Артамонов внезапно метнулся в сторону. Его сердце испуганно затокало; ему показалось, что кто-то швырнул ему под ноги какой-то лоскут. Но дело объяснилось просто: порывистый ветер кинул ему под ноги скомканным листком бумаги, Бог весть откуда занесённым. Ксенофонт Ильич нагнулся, машинально поднял этот листок, сунул его в карман своего пиджака и подумал: "Чего это я так робею? Когда служил, мало ли, бывало, какие истории случались, и всё-таки я, благодаря Бога, преуспевал, злоумышленников своих в ложке воды топил и капиталы умножал. Бог не выдаст, свинья не съест! Если Евтишка действительно думает тягаться со мною, я его превращу в комок грязи и вполне на законном основании". Артамонов таким образом успокоил себя, выпрямился и пошёл вперёд, как будто с презрительной улыбкой на губах, и не без удовольствия нащупывая в кармане дуло револьвера. Он решился бороться и защищать своё имущество в случае надобности с оружием в руках, до последней капли крови.
Маленькое, в 150 десятин земли, именьице досталось Артамонову далеко не даром. Он приобрёл его семь лет тому назад после двадцатилетней службы в канцелярии полицейского управления, - службы каторжной, с подвохами, каверзами и закорючками. Во всё время этой службы Ксенофонт Ильич берег каждую копейку пуще глаза, отказывал себе решительно во всем, обедал частенько хлебом и двухкопеечной воблой, а платье носил, переворачивая его и так и сяк по нескольку раз. Кроме того, он потихоньку отдавал в рост каждую убережённую копейку. Таким образом, в продолжение двадцати лет ему удалось скопить около 3,5 тысяч, из которых две он дал взаймы мещанину Коперникову под залог его хутора при деревне Безымянке. Имение это вскоре перешло за долг Артамонову, и таким образом Ксенофонт Ильич сделался землевладельцем-собственником.

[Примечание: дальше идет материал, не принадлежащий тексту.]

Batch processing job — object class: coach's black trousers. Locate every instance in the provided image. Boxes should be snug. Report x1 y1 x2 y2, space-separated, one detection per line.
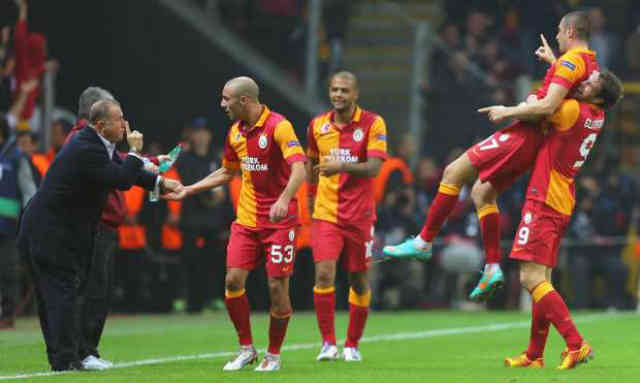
20 240 92 370
77 224 118 359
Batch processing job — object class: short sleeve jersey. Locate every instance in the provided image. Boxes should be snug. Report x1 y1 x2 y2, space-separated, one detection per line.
223 106 306 228
307 107 387 224
536 47 600 99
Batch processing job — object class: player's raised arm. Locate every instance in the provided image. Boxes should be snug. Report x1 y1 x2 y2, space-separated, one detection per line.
535 33 556 65
269 120 307 222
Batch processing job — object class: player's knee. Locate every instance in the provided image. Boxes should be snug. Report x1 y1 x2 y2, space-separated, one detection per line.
471 182 497 207
224 273 244 291
349 273 369 295
316 263 335 289
520 267 545 291
268 278 291 311
442 161 459 184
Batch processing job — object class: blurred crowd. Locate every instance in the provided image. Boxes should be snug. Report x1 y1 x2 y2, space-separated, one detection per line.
0 0 640 325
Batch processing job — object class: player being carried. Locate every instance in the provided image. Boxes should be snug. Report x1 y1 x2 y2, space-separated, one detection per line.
383 11 600 299
165 77 306 371
498 71 622 370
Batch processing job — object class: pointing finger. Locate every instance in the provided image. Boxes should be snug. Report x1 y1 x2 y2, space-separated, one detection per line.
540 33 549 48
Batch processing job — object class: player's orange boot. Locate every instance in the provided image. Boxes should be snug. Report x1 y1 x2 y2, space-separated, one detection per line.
558 343 594 370
504 351 544 368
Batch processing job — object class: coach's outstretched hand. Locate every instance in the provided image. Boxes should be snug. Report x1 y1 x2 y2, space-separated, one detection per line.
269 197 289 222
162 183 189 201
124 121 144 152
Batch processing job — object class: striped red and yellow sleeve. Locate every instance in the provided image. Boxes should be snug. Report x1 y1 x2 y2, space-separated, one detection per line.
551 52 587 88
367 116 387 159
222 126 240 170
273 120 307 164
549 99 580 132
307 119 319 160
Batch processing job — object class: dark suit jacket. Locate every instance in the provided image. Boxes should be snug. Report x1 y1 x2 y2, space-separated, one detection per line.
18 127 156 272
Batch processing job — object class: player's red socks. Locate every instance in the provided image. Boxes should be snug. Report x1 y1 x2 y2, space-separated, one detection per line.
313 286 336 345
420 183 460 242
268 312 291 355
344 288 371 347
527 282 551 360
478 205 501 263
224 289 253 346
531 281 582 351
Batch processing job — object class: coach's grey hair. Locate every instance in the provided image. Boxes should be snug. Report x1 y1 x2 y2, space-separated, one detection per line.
78 86 115 119
89 99 120 124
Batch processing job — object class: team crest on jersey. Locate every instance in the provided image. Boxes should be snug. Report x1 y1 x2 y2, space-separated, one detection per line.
353 128 364 142
258 134 269 149
560 60 576 71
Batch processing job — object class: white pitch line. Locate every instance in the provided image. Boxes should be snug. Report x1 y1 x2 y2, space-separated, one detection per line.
0 314 619 380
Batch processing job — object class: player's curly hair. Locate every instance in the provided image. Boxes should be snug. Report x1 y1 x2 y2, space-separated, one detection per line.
598 70 624 109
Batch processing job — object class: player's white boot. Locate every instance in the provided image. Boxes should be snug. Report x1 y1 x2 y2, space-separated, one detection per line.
82 355 113 371
342 347 362 362
255 352 280 371
316 342 340 361
222 346 258 371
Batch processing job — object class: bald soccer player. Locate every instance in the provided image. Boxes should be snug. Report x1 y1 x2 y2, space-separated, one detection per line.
165 77 306 371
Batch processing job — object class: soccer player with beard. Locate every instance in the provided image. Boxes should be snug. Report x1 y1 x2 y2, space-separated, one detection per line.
165 77 306 371
492 71 622 370
307 71 387 361
383 11 599 299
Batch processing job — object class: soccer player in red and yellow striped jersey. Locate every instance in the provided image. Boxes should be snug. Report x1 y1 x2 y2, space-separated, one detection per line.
168 77 306 371
505 71 622 369
383 12 599 299
307 72 387 361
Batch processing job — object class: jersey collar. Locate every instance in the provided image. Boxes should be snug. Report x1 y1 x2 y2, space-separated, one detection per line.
567 47 596 56
329 105 362 128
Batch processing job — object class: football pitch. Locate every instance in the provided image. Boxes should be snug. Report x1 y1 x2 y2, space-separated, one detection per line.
0 311 640 382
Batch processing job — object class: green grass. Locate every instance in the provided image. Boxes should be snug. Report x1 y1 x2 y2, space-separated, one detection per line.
0 311 640 382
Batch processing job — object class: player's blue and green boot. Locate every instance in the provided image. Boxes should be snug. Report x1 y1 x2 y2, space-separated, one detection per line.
382 236 431 261
469 263 504 300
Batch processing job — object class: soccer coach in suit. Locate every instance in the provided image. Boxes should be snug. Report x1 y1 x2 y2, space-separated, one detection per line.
18 100 179 371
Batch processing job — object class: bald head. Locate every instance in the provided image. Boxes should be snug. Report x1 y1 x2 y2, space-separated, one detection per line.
329 70 360 90
224 76 260 101
78 86 115 120
562 11 591 41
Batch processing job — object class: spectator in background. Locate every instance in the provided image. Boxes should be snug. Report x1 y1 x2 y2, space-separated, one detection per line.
322 0 352 74
0 79 39 132
589 7 618 69
498 7 531 74
462 10 492 61
569 175 630 309
0 114 36 330
13 0 58 120
47 117 72 163
0 26 16 110
176 117 232 314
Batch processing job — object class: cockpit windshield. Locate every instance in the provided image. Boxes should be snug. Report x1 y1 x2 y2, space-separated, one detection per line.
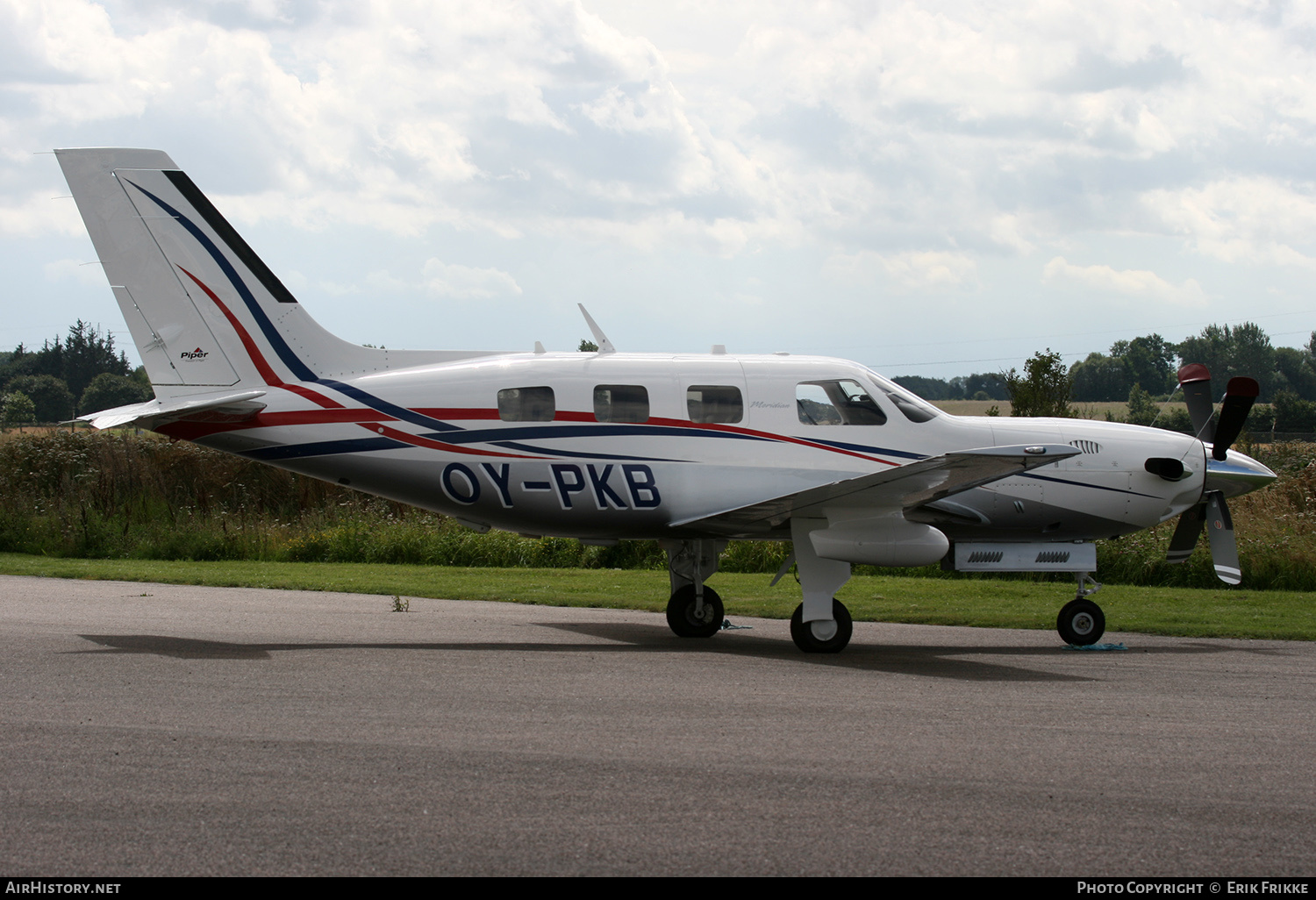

Артамонов был уже около скотных сараев, и тут ему внезапно пришло в голову: "А что это собак сторожевых не видно? Неужели их ещё не выпускали из ямы? Или это тоже Евтишкиных рук дело?" Ксенофонт Ильич снова заволновался и забеспокоился, и круто повернул от скотных сараев к рабочей избе. "Где это собаки?" - подумал он, почёсывая бритый подбородок. Артамонов держал двух сторожевых собак, злых и крупных. Они выпускались только на ночь, а днём их запирали в тёмную яму для того, чтобы они были злее и нелюдимее. Такой способ воспитания собак Артамонов ввёл у себя ровно 5 лет тому назад, с того времени, как Евтишка ушёл в Сибирь. Рабочие уже встали из-за ужина, когда Ксенофонт Ильич вошёл к ним в избу.
- А где сторожевые собаки? - спросил он старшего рабочего. - Почему ты не выпускаешь их из ямы?
Работник вытер усы и попутно оправил нос.
- Как не выпускал, Ксенофонт Ильич? Я их давно выпустил; как солнышко закатилось, так и выпустил. Уж не ушли ли они на деревню? Нет ли там, Ксенофонт Ильич, свадьбы собачьей?
Ксенофонт Ильич впал в раздражение.
- Свадьбы, свадьбы, - передразнил он рабочего, подозрительно заглядывая в его глаза, - то-то у вас одни пакости на уме!